|Year : 2019 | Volume
| Issue : 9 | Page : 2912-2916
Non-cultured melanocyte transfer in the management of stable vitiligo
Birinder Singh Gill1, Manmohan Singh Brar2, Neha Chaudhary3, Avneet Randhawa4
1 Department of Dermatology, Civil Hospital, Nabha, Punjab, India
2 DADH, HQ 101 Area, Shillong, Meghalaya, India
3 Department of Community Medicine, AIIMS, Patna, Bihar, India
4 Department of Community Medicine, GMC, Patiala, Punjab, India
|Date of Submission||29-Jul-2019|
|Date of Decision||22-Aug-2019|
|Date of Acceptance||05-Sep-2019|
|Date of Web Publication||30-Sep-2019|
Dr. Avneet Randhawa
Government Medical College, c/o Col. B S Randhawa #1, Golf Links Enclave, Sular Road, Patiala - 147 001, Punjab
Source of Support: None, Conflict of Interest: None
Background and Aims: Present study aimed to determine the clinical outcome for non-cultured melanocyte transfer in the management of stable vitiligo. Methods: A hospital based prospective study was conducted including 50 stable unresponsive patients of vitiligo undergoing non-cultured melanocyte transplant. Re-pigmentation was analyzed on the basis of baseline photographs after 6 months post procedure. Degree of re-pigmentation was estimated to the nearest of one of the following percentages and the final outcome of re-pigmentation for statistical analysis was graded as: >70% re-pigmentation: Good; 30-69% re-pigmentation: Fair and; <30% re-pigmentation: Poor. Results: The mean age of study group was 29.79 ± 13.8 with 52% males and 48% females. Out of total 50 patients, 31 (62%) patients showed good re-pigmentation, 10 (20%) showed fair re-pigmentation while 9 (18%) patients showed poor re-pigmentation. Patches over face, lips, trunk and legs showed good re-pigmentation, however patches over acral areas and bony prominences had poor re-pigmentation. Conclusion: Autologous non-cultured melanocyte transfer have an edge over the other modalities, however, proper patient selection, proper technique and good laboratory set up is required. It has an advantage over conventional split skin thickness grafting as it requires very little donor site skin.

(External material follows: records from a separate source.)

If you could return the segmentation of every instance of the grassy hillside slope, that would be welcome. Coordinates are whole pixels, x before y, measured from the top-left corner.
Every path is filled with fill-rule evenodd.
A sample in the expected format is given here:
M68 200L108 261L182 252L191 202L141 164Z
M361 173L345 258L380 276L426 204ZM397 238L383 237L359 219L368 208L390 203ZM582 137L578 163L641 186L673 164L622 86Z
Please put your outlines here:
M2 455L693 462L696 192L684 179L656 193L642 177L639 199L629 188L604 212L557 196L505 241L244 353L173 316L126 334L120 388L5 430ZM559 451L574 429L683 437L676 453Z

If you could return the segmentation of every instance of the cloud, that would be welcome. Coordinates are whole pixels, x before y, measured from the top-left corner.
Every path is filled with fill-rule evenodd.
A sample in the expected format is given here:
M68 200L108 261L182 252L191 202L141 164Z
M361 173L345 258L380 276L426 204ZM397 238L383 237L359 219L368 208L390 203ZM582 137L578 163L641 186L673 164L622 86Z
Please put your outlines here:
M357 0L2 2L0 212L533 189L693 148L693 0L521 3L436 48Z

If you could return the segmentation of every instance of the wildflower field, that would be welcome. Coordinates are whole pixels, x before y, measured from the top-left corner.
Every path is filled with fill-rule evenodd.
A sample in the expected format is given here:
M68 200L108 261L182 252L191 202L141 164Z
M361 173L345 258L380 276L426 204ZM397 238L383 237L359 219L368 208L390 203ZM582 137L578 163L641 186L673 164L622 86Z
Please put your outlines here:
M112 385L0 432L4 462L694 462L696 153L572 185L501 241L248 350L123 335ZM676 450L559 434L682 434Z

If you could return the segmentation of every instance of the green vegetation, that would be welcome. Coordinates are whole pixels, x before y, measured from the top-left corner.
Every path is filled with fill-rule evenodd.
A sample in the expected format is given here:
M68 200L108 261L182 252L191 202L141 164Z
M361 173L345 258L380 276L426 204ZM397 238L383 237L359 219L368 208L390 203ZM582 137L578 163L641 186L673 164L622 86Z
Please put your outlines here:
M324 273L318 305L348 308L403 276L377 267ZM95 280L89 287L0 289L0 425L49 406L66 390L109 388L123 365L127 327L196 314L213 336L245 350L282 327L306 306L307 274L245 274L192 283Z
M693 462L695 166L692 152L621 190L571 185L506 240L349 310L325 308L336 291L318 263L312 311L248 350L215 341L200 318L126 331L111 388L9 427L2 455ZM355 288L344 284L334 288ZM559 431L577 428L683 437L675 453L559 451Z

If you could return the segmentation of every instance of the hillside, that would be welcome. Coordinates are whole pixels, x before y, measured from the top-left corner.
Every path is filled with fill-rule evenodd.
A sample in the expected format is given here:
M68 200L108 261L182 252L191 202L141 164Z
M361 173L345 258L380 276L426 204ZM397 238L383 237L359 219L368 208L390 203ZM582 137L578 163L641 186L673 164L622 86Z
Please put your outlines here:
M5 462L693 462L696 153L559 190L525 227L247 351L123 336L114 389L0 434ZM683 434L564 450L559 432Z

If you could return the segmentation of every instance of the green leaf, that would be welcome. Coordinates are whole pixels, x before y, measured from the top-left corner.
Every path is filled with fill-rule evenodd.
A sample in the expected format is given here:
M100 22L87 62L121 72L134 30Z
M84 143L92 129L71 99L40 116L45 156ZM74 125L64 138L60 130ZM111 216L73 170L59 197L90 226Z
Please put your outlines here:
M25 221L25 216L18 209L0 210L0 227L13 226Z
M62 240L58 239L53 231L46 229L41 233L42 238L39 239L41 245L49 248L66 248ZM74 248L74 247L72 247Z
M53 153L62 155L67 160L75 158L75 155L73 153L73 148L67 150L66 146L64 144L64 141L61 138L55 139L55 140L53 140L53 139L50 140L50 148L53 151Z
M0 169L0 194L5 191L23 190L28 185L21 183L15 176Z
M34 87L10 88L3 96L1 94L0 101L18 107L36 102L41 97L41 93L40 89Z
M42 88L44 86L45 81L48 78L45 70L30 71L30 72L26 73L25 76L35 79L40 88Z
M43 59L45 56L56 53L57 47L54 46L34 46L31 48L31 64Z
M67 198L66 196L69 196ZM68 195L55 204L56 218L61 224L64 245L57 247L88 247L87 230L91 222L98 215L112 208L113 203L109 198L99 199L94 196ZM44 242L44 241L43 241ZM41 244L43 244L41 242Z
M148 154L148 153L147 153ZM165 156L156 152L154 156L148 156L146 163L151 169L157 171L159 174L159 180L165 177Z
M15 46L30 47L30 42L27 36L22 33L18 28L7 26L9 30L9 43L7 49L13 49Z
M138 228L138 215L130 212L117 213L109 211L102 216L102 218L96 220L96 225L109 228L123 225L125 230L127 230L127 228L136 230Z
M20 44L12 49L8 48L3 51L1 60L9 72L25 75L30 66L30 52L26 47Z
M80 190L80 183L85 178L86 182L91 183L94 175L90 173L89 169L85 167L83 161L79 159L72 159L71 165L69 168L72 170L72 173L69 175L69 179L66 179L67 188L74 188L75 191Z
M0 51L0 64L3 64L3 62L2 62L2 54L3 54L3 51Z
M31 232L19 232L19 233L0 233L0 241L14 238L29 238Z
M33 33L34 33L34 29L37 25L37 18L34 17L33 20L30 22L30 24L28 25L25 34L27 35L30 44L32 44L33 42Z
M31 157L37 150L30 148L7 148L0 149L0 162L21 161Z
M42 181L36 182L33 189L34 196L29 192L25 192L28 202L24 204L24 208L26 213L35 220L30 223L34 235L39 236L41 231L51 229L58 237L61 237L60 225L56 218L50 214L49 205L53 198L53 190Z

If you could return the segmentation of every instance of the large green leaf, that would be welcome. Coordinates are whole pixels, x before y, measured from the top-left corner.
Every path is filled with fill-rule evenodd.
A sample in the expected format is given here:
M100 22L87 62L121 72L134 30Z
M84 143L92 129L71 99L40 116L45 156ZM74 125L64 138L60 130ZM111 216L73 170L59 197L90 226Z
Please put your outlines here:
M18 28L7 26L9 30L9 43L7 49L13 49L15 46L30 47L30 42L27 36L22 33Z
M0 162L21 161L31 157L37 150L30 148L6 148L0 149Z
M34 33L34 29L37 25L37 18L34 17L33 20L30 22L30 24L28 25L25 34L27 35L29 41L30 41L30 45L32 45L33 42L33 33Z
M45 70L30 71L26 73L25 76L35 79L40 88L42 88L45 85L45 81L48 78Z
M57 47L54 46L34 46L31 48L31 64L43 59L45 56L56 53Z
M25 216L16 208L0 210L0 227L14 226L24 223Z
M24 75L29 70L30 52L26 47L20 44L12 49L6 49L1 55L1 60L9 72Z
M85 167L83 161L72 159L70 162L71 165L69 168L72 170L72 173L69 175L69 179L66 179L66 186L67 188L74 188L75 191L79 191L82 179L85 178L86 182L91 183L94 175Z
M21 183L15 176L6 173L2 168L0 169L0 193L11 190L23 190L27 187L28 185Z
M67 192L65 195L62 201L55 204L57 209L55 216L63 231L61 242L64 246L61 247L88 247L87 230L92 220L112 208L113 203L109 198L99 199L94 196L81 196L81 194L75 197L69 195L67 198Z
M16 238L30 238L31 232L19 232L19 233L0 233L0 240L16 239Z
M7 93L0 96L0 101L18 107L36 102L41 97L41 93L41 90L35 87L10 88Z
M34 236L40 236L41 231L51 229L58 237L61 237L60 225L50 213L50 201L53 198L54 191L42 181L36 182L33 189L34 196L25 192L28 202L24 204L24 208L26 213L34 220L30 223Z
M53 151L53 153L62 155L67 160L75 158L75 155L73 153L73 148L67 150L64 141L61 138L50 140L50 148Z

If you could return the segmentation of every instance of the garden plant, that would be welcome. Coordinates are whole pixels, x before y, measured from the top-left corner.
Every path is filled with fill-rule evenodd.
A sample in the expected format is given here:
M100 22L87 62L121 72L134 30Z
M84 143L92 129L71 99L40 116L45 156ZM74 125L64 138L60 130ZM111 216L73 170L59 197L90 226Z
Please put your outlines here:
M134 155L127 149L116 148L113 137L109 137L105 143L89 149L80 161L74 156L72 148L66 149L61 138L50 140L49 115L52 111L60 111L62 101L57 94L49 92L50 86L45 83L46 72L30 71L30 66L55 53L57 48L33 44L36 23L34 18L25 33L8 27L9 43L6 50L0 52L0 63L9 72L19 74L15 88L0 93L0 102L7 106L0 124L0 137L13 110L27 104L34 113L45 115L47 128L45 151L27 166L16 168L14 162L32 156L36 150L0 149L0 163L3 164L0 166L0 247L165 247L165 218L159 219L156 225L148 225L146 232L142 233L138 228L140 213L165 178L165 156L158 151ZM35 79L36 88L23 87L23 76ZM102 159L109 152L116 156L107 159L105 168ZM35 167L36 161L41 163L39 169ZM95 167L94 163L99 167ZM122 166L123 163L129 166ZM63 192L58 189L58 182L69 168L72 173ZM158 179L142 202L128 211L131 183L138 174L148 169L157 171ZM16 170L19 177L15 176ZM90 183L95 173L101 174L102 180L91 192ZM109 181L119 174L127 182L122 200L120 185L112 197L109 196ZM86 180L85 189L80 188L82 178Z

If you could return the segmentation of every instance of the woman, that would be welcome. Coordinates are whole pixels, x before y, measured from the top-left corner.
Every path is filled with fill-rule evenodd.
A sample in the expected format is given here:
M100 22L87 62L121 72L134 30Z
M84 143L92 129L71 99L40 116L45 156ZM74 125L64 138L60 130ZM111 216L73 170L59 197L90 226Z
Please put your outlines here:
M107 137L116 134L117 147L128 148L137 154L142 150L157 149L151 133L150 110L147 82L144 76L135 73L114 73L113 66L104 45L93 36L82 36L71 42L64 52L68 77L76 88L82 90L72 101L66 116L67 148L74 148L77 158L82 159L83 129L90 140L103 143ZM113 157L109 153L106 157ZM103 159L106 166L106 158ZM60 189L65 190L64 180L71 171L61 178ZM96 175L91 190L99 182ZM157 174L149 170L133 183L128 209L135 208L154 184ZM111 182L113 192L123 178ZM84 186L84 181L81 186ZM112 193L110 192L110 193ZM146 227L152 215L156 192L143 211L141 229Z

Keywords: Non-cultured melanocyte transfer, repigmentation, stable vitiligo
|How to cite this article:|
Gill BS, Brar MS, Chaudhary N, Randhawa A. Non-cultured melanocyte transfer in the management of stable vitiligo. J Family Med Prim Care 2019;8:2912-6
|How to cite this URL:|
Gill BS, Brar MS, Chaudhary N, Randhawa A. Non-cultured melanocyte transfer in the management of stable vitiligo. J Family Med Prim Care [serial online] 2019 [cited 2021 May 10];8:2912-6. Available from: https://www.jfmpc.com/text.asp?2019/8/9/2912/268044
| Introduction|| |
Vitiligo is a pigmentary disease of unknown cause, which is characterized by depigmented or hypopigmented macules which results from absence or reduction in the number of epidermal melanocytes in skin and/or mucous membranes. It has immense socio-psychological ramifications in addition to its cosmetic disability. Vitiligo affects 1% of the world's population, with highest incidence of the condition has been reported in India, followed by Mexico and Japan.,
Many medical treatment modalities are currently used for vitiligo, such as psoralen plus ultraviolet A (PUVA), narrowband ultraviolet B (NB-UVB), excimer lasers, topical steroids, topical immunomodulators and calcipotriol, which may also be used in combination. Mode of therapy is based on decreasing the activity, thereby achieving stability and later inducing pigmentation. Many a times, medical therapy, alone is not helpful. The vitiliginous areas may remain static without showing any re-pigmentation or depigmentation. Such type of patients who are stable for more than 1 year duration are considered suitable for surgical treatment options including transfer of autologous melanocytes.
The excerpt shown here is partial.